“February inflation in the U.S. dropped to 0.4% from 0.5% in January, in line with economists’ estimates. On a year-over-year basis, inflation slowed to 6.0% from 6.4%, also in line with estimates. The core rate of inflation – which strips out food and energy costs – increased by more than forecast to 0.5% in February versus 0.4% in January, and against forecasts for 0.4%. The year-over-year core rate was 5.5%, as expected.
The bitcoin price (BTC) rose to a nine-month high of $25,484 in the minutes following the report. The world’s largest cryptocurrency by market cap then extended the advance, surpassing the $26,000 mark for some time before recently settling back.

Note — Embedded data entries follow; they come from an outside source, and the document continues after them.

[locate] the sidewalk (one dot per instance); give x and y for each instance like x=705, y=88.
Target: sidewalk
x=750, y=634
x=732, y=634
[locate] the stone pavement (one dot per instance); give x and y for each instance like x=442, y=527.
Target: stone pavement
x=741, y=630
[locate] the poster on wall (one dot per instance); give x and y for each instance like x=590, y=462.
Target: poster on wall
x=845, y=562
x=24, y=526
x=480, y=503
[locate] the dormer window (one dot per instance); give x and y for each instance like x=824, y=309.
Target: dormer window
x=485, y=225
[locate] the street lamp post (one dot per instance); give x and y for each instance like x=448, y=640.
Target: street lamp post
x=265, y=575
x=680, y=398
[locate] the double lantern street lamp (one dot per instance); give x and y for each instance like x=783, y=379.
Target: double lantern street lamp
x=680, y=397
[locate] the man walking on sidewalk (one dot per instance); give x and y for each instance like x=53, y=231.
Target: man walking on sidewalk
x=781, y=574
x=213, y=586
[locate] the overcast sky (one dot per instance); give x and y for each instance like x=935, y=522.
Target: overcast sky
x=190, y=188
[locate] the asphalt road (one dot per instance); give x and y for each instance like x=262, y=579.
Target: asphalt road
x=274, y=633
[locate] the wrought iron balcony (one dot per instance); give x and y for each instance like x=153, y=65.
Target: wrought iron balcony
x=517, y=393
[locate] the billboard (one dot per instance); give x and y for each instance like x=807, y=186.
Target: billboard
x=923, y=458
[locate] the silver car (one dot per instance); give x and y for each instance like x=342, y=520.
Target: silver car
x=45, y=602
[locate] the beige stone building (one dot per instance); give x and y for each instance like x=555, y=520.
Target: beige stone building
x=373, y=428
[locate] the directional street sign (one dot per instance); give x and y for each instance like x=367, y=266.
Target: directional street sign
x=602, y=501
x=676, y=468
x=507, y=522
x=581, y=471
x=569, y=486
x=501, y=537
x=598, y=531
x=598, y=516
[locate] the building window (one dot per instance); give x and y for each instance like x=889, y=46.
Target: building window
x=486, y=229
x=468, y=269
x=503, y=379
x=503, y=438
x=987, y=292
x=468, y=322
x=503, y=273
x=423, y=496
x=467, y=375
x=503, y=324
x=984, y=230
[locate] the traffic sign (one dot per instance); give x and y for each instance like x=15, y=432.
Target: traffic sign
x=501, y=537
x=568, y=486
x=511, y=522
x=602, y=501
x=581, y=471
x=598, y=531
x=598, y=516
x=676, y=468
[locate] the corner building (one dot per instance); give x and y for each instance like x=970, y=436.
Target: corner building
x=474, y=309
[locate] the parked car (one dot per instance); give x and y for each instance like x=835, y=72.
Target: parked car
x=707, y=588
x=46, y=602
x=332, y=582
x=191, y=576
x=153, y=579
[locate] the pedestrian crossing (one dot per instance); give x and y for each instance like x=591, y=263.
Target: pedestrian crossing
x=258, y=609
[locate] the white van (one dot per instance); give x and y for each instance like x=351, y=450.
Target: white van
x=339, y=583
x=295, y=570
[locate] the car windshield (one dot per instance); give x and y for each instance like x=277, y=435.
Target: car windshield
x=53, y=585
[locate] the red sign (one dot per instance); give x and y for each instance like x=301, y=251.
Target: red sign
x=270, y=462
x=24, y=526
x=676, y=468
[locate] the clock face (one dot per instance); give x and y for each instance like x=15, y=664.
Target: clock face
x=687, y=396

Less than one week ago, traders had been betting the Fed would hike the benchmark fed funds rate by 50 basis points at its March meeting. Following the collapse of Silicon Valley Bank on Friday and the shutdown of Signature Bank over the weekend, traders quickly pivoted and are now pricing in only the slimmest chance of any rate hike in March and rate cuts by mid-summer.
The macro backdrop is transitioning from that of tightening to significant loosening, or at least this is what the market is predicting. Bitcoin and digital assets tend to lead the way in terms of anticipating these kinds of macro shifts, and this is why we’re seeing a pronounced rally in the crypto market.
The conditions for a sustained rally for Bitcoin and other digital assets are ripening – and, indeed, these conditions of banking instability and resulting monetary turbulence are exactly why Bitcoin was created in the first place.”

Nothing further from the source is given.